One question is about what this induced map ought to look like. Given $D = \sum a_i P_i$ a degree-$0$ divisor, is $\varphi_* D = \sum a_i \varphi(P_i)$ (which is again degree $0$)? (And you have to check this makes sense when modding out the principal divisors.) I'm a bit unsure of what's going on because don't you usually induce maps on divisors going the other way? Furthermore, in the case of $\varphi:X_0(N) \to E$, what's the relationship between "summing up points in divisors" and "summing up points according to the group law on $E$"? I do know there is a lemma (from Silverman's Arithmetic of Elliptic Curves) that says a divisor on $E$ is principal if and only if it is degree $0$ and the points in it sum to $O$ under $E$'s group law.
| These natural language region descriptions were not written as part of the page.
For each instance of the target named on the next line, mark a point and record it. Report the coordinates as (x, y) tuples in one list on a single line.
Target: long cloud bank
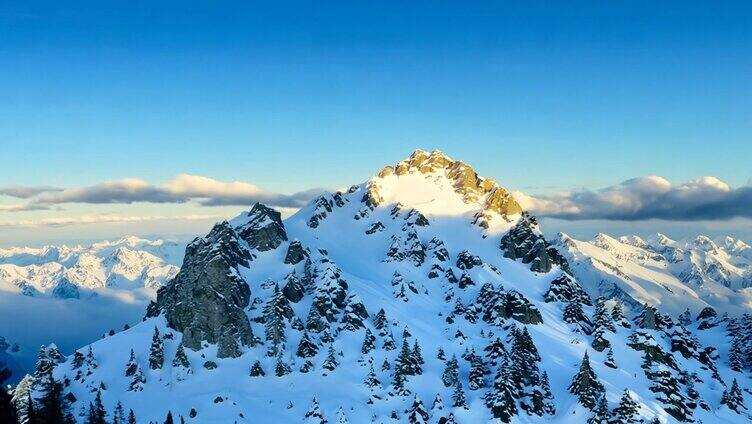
[(644, 198), (181, 189)]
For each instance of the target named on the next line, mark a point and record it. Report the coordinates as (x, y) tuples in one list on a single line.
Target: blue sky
[(542, 96)]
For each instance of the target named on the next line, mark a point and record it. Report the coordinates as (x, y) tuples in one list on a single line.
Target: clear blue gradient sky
[(288, 95)]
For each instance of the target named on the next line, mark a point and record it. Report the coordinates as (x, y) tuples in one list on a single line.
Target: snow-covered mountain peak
[(437, 185)]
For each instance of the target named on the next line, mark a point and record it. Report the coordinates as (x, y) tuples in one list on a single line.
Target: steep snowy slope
[(422, 294), (663, 272)]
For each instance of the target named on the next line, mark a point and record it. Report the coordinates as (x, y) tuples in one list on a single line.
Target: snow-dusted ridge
[(423, 295)]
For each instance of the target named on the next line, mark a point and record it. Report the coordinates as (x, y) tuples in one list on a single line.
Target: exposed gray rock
[(264, 229), (525, 242), (206, 299), (295, 253)]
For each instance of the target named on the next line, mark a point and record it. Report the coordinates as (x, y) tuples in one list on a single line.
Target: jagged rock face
[(206, 299), (264, 230), (295, 253), (465, 181), (565, 289), (525, 242)]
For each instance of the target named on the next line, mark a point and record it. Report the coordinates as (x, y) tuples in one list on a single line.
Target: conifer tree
[(440, 355), (458, 396), (477, 377), (389, 342), (118, 415), (156, 352), (131, 366), (626, 411), (369, 341), (609, 362), (257, 370), (330, 363), (501, 399), (418, 413), (281, 368), (438, 405), (549, 407), (314, 414), (137, 381), (601, 414), (372, 381), (451, 372), (7, 409), (417, 359), (275, 311), (341, 417), (585, 384)]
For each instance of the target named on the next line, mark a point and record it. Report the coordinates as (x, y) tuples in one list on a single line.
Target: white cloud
[(181, 189)]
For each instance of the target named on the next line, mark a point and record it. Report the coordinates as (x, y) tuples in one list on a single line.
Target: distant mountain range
[(663, 272), (425, 294)]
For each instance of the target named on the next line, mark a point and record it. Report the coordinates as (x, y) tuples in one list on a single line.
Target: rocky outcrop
[(206, 300), (263, 230), (525, 242)]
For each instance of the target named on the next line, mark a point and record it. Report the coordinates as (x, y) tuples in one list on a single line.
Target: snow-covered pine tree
[(440, 355), (181, 366), (330, 363), (477, 376), (627, 410), (118, 414), (341, 417), (610, 362), (257, 370), (314, 414), (496, 352), (372, 381), (451, 372), (417, 359), (617, 315), (156, 351), (132, 365), (668, 391), (458, 396), (137, 381), (369, 342), (418, 413), (601, 413), (276, 310), (501, 399), (585, 384), (389, 342), (573, 314), (733, 399), (281, 368), (437, 406), (405, 363), (380, 322), (549, 406)]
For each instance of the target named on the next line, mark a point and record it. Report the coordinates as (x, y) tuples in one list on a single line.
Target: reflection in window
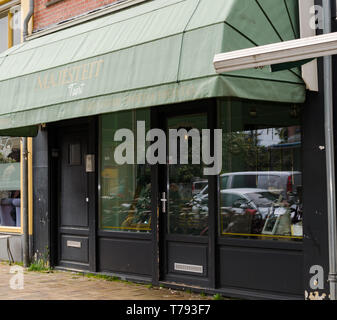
[(125, 192), (261, 183), (10, 215), (3, 32)]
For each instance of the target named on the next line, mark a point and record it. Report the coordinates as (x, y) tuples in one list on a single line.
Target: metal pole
[(24, 198), (330, 157)]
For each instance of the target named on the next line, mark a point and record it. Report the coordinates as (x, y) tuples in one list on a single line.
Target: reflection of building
[(152, 61)]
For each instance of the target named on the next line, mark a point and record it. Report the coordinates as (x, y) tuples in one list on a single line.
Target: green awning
[(160, 52)]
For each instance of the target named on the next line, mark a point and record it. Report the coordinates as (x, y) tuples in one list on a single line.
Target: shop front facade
[(11, 13), (171, 223), (105, 202)]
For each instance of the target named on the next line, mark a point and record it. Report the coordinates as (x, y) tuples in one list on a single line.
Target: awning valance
[(160, 52)]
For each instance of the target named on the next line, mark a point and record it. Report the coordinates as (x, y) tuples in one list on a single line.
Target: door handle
[(163, 202)]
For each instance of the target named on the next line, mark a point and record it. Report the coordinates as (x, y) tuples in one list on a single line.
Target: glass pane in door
[(187, 185)]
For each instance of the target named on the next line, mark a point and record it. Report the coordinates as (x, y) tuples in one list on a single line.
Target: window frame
[(5, 9)]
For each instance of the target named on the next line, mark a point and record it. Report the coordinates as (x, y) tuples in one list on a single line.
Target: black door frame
[(54, 169), (158, 119)]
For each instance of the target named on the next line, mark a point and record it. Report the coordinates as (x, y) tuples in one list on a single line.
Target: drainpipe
[(330, 157), (24, 193), (24, 198)]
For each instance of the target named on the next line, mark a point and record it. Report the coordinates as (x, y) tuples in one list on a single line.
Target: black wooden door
[(73, 217), (184, 204)]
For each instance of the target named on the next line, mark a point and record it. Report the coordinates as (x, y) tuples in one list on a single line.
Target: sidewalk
[(59, 285)]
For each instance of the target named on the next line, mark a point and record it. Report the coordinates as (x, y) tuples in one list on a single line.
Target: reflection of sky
[(268, 137)]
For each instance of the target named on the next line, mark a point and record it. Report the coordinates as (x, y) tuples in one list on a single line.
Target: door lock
[(163, 202)]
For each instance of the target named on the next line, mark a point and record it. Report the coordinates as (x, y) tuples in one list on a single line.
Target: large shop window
[(125, 190), (261, 182), (10, 182)]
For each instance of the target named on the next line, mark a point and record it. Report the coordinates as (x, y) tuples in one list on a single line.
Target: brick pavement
[(59, 285)]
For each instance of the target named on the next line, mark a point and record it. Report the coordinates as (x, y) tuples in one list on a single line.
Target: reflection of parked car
[(245, 210), (239, 200), (279, 182)]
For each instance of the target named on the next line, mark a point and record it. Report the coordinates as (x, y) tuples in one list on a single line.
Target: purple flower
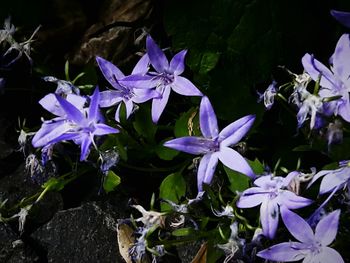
[(333, 83), (165, 78), (342, 17), (333, 179), (313, 246), (72, 123), (215, 146), (124, 91), (271, 193)]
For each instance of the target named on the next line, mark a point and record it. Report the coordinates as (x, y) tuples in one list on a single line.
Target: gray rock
[(83, 234)]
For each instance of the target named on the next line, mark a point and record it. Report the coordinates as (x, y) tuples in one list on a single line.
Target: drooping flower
[(215, 146), (342, 17), (165, 78), (271, 192), (312, 246), (334, 82), (124, 91), (72, 123)]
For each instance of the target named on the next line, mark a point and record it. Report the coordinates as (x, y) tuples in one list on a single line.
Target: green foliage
[(111, 181), (172, 188)]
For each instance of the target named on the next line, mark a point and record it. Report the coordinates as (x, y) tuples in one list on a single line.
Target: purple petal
[(206, 169), (235, 161), (189, 144), (342, 17), (102, 129), (158, 105), (327, 228), (269, 215), (139, 81), (315, 68), (234, 132), (333, 180), (142, 65), (297, 226), (109, 98), (93, 108), (341, 57), (109, 71), (156, 55), (207, 119), (283, 252), (143, 95), (292, 201), (85, 147), (251, 197), (71, 111), (328, 255), (49, 132), (177, 65), (185, 87)]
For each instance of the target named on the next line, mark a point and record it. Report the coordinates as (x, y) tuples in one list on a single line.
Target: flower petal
[(109, 71), (206, 169), (156, 55), (158, 105), (177, 65), (315, 68), (297, 226), (85, 147), (185, 87), (327, 228), (234, 132), (251, 197), (189, 144), (93, 107), (235, 161), (109, 98), (207, 119), (71, 111), (283, 252), (142, 65), (341, 17), (102, 129), (292, 201), (269, 215)]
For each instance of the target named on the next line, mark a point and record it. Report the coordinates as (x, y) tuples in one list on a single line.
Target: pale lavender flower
[(124, 91), (271, 192), (165, 78), (215, 146), (342, 17), (313, 246), (334, 82), (74, 124)]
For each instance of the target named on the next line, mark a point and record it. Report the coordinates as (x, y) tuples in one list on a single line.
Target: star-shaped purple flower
[(313, 246), (165, 78), (72, 123), (124, 91), (215, 146), (271, 193), (333, 82)]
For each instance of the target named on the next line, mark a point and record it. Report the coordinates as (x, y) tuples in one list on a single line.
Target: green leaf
[(172, 188), (54, 184), (238, 181), (144, 125), (111, 181), (165, 153)]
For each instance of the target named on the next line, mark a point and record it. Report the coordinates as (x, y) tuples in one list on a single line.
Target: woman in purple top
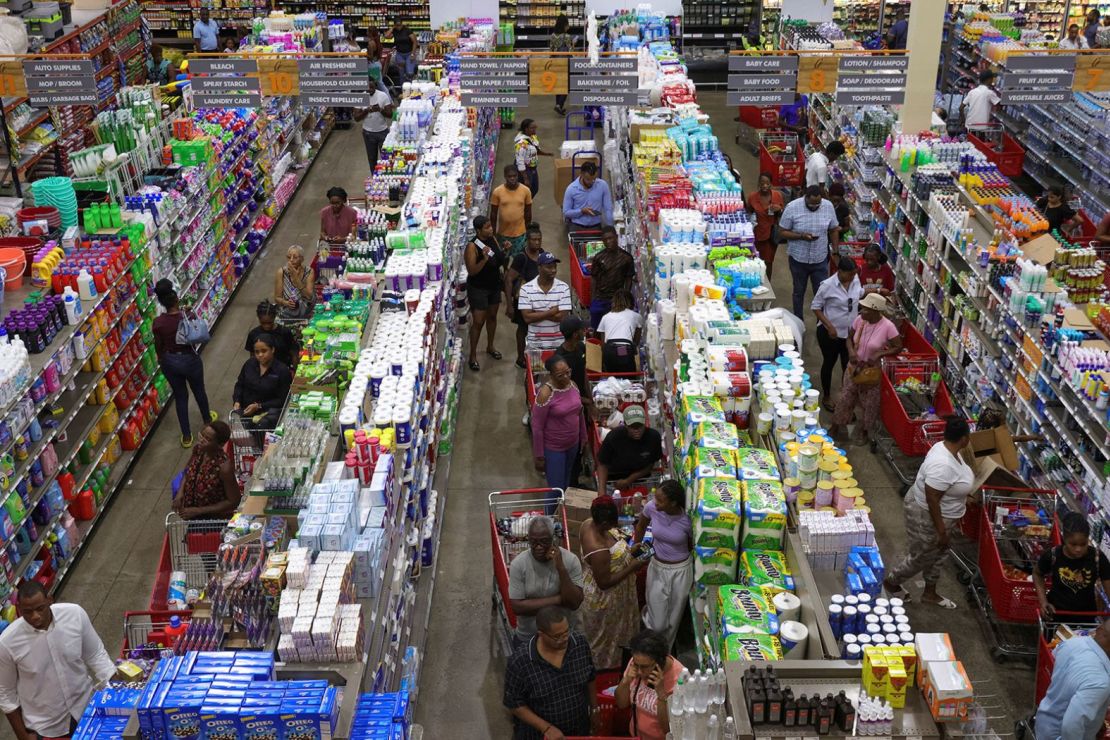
[(558, 427), (670, 573)]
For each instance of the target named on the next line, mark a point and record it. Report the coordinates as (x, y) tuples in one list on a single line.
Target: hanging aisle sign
[(494, 81), (612, 81), (871, 80), (769, 80)]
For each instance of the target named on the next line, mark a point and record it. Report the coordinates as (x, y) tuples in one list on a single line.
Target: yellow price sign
[(548, 75), (817, 74)]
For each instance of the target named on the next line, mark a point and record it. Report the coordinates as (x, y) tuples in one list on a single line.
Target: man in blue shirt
[(1075, 707), (207, 32), (587, 202)]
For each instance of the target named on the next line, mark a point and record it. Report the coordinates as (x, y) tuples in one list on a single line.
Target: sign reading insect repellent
[(494, 81), (762, 80), (60, 82), (612, 81)]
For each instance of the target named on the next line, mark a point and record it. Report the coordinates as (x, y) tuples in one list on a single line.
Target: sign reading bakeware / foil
[(334, 82), (769, 80), (612, 81), (61, 82), (494, 81), (871, 80)]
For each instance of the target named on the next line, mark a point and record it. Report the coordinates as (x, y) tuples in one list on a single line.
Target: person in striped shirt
[(544, 302)]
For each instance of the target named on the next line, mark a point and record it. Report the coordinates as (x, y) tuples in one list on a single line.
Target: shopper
[(205, 32), (619, 333), (647, 683), (979, 103), (561, 41), (295, 285), (523, 269), (544, 302), (1057, 212), (587, 202), (766, 204), (511, 211), (284, 344), (51, 660), (670, 573), (376, 120), (836, 306), (484, 284), (181, 364), (871, 337), (612, 270), (609, 612), (209, 489), (1075, 706), (1075, 568), (337, 220), (817, 165), (1073, 40), (550, 682), (546, 576), (528, 152), (811, 233), (558, 425), (875, 274), (934, 507), (262, 387), (404, 44), (628, 453)]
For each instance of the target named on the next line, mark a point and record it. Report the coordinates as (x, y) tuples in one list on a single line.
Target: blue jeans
[(185, 371), (815, 272)]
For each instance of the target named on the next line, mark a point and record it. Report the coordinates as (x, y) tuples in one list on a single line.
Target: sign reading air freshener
[(494, 81), (768, 80)]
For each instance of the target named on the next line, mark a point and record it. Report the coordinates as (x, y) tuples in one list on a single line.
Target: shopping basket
[(781, 156), (510, 512)]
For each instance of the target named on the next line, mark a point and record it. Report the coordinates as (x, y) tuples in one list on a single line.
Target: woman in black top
[(262, 387), (181, 364), (484, 260), (1057, 212), (1075, 568)]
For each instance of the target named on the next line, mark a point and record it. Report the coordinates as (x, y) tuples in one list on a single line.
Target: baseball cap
[(634, 415)]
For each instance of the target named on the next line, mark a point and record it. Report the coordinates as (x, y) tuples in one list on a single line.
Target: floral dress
[(609, 618)]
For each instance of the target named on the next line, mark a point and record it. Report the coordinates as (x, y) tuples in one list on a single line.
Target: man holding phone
[(813, 233)]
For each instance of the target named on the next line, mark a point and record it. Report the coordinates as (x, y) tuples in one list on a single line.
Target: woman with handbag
[(295, 286), (873, 337), (181, 364)]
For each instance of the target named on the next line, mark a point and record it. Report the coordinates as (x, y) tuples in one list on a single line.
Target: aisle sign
[(871, 80), (612, 81), (60, 82), (494, 81)]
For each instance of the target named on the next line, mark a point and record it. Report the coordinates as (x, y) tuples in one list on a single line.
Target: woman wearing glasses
[(836, 305)]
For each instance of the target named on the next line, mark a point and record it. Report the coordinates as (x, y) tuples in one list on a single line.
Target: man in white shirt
[(817, 165), (375, 122), (51, 660), (979, 103)]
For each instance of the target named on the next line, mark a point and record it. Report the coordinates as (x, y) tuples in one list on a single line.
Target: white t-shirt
[(942, 470), (621, 324), (817, 169), (978, 103), (374, 120)]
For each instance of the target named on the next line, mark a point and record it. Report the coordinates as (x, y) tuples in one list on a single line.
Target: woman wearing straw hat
[(873, 337)]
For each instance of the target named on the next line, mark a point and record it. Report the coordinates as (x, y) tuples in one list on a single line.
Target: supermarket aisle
[(117, 570)]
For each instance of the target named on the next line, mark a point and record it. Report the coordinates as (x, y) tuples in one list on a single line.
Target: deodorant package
[(746, 610), (752, 648), (764, 515)]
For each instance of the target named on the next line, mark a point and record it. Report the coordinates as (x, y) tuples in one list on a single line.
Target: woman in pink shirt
[(558, 427), (647, 685), (873, 337)]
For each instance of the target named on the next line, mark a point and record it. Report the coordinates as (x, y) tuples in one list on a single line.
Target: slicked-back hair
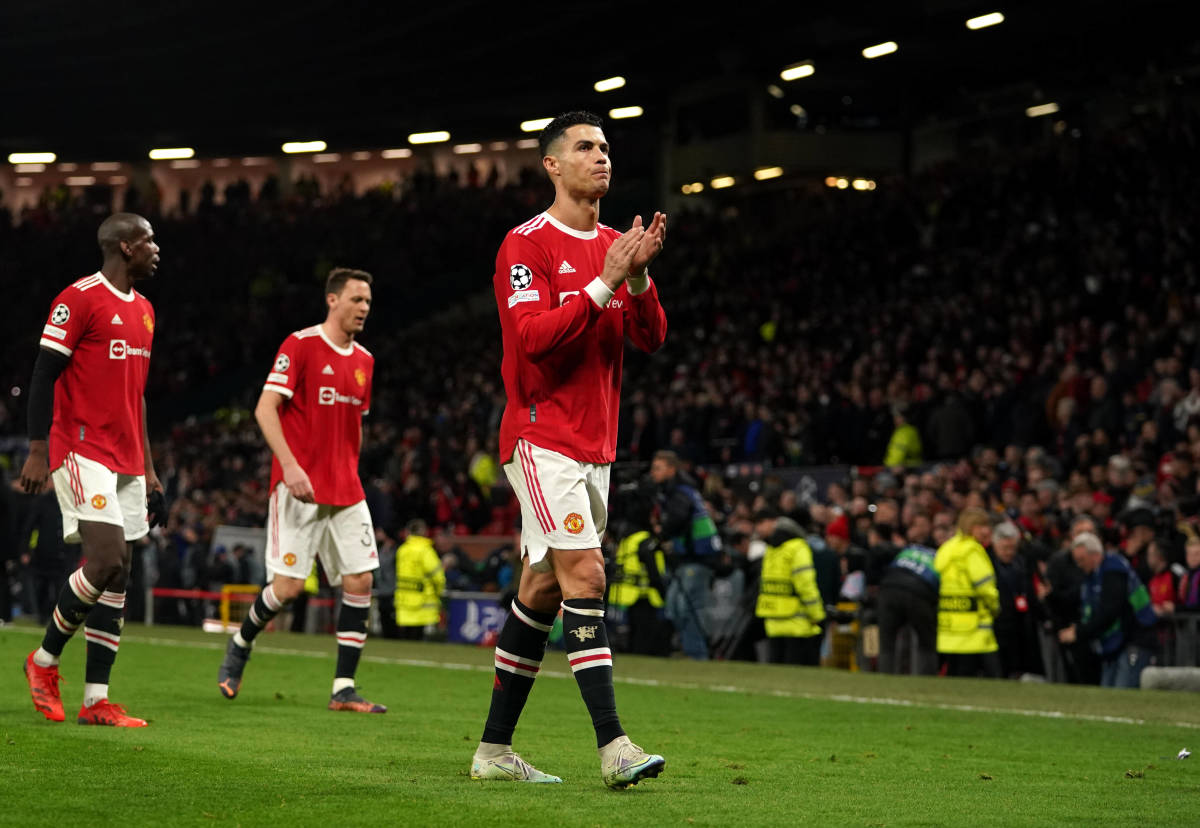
[(340, 276), (556, 129), (119, 227)]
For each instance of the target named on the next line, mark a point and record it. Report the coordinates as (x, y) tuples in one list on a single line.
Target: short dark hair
[(556, 129), (340, 276), (119, 227)]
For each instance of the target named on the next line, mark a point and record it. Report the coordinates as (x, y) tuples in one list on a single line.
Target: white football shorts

One other fact I know is that in the case of curves over $\mathbb{C}$ (i.e. Riemann surfaces), there is a very concrete description of the Jacobian, as periods modulo homology, giving a $g$-dimensional torus. Most of my exposure to Jacobians is through Diamond and Shurman's "A First Course in Modular Forms."

I apologize for a question that's a bit all over the place, but what's the "main thing" I should take away from Jacobian varieties? How do their basic properties work, and what is the underlying reason they are useful for doing number theory and arithmetic/algebraic geometry?